RMG Networks Holding Corporation
- Company type: Private
- Industry: Digital signage
- Founded: 1980
- Headquarters: Dallas, Texas, United States
- Area served: Worldwide
- Key people: Ankur Ahlowalia, CEO; Stuart Mitchell, CFO; Colm Nee, CTO;
- Website: www.gokorbyt.com

= Korbyt =

Digital signage company based in Dallas, Texas

Korbyt, formerly RMG Networks, Reach Media Group and Danoo, is an American workplace software and digital signage company. It is headquartered in Dallas, Texas, with additional worldwide offices in the United Kingdom and the United Arab Emirates. Its self-titled platform, Korbyt, provides content management, performance dashboards and data visualization for desktops and mobile devices. The company traces its origin back to an early-1980s digital signage company Symon Communications.

==History==
===2006–2013: Early Years===
Reach Media Group was founded in 2006 as Danoo and received financial backing from Kleiner Perkins Caufield & Byers, DAG Ventures, National CineMedia and Tennenbaum Capital Partners. In July 2009, Danoo acquired certain assets of IdeaCast, thus expanding its consumer base to fitness clubs and airline passengers. In August 2009, the company renamed itself RMG Networks and appointed Garry McGuire to take over as CEO from Aileen Lee.

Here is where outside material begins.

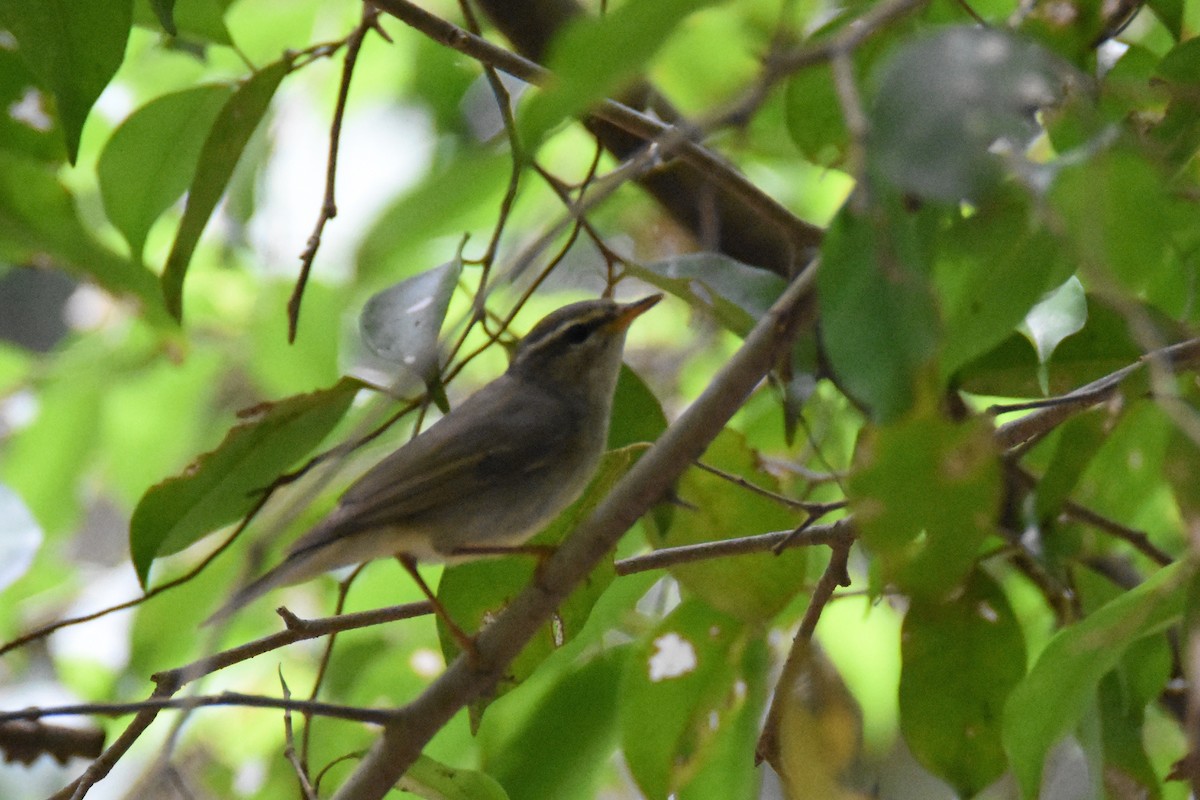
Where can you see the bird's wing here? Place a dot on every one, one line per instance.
(489, 432)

===2013–2018: Transition to RMG Networks===
The company went public via a reverse merger with SCG Financial Acquisition Corp. in April 2013, which allowed being re-listed on NASDAQ as RMG Networks at $10 per share. The same month, the company acquired Symon Communications, a digital signage company founded in 1980, for $45.5 million. As a result, RMG moved its headquarters from San Francisco to the Dallas metropolitan area, the previous location of Symon Communications.

The same month, RMG Networks was named a winner for the Queen’s Award for Enterprise in International Trade 2013, received for three consecutive years of "outstanding export growth", and its representatives attended a celebratory reception at Buckingham Palace for the occasion in July.

===2018–Present: Going private and re-branding===
By 2018, RMG was facing challenges as a publicly-traded company. As a result, executive chairman Gregory Sachs and an equity firm Virgo Capital issued a proposal to take the company private, which sparked an internal dispute and an alternative recapitalization proposal from Hale Capital Partners, Inc. When in August 2018 the latter proposal did not pass, three out of six RMG board members resigned. Later in 2018, RMG agreed to be acquired by Virgo Capital and Sachs Capital Group, making the company privately-owned.

In September 2020, RMG appointed Silicon Valley software executive Ankur Ahlowalia as chief executive officer. On September 23, 2020, RMG announced re-branding to match the name of its core product, Korbyt.